In modern terms, there’s also the education/access issue: Eastern Canada has a lot of access to native French speakers due to the close proximity to Quebec or New Brunswick. I grew up in a rural middle of nowhere school that was technically a satellite town around a large city and I was very privileged to have access to French programs that people in smaller towns may not have had. I did not however have access to native French speakers in my backwater town, and living on an acreage and being unable to drive severely limits your options in rural parts of the province. The French taught was international French, the school trips when they were affordable were typically to Europe and not to Quebec because European French was “easier” and “accessible”, etc.

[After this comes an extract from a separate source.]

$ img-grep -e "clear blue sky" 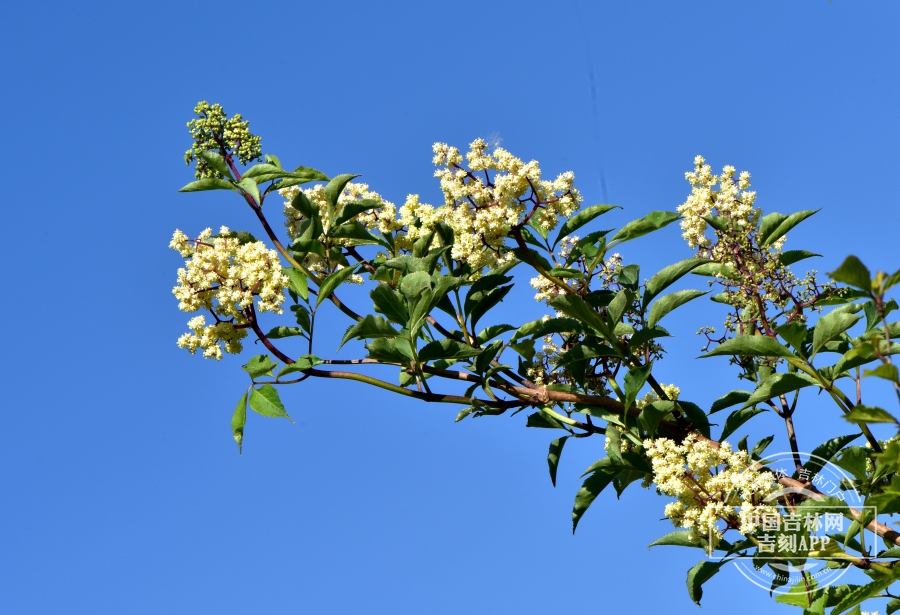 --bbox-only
[0,0,900,614]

Not everyone has the access to those programs, and even the people who did have access to them saw them as pointless or forced, which is part of the reason places like Calgary have dropped the mandatory part of French altogether. It was impossible to get any work out of some of my classmates while I was trying to practice the language because they simply don’t care, rural kids don’t see the point of learning a language they are never going to use, either because of lack of interest or because they literally have not been able to leave their small town. Furthermore, governments in the past have generally seen French programs and language programs in general as superfluous and among the first to receive cuts. French is not considered a priority or a necessity by either the people living here or the people in charge, it is a luxury or a privilege. Like you don’t have to convince me of the benefits of learning a second language and you don’t have to convince me of the benefits of French, it’s convincing little Timmy or whoever that learning this language is important when all he cares about is getting the cows in and chewing tobacco. Because the prairies are so intensely rural and so intensely isolated, we have all those problems (plus outdated textbooks, non-native-speaker teachers, inadequate immersion programs etc etc).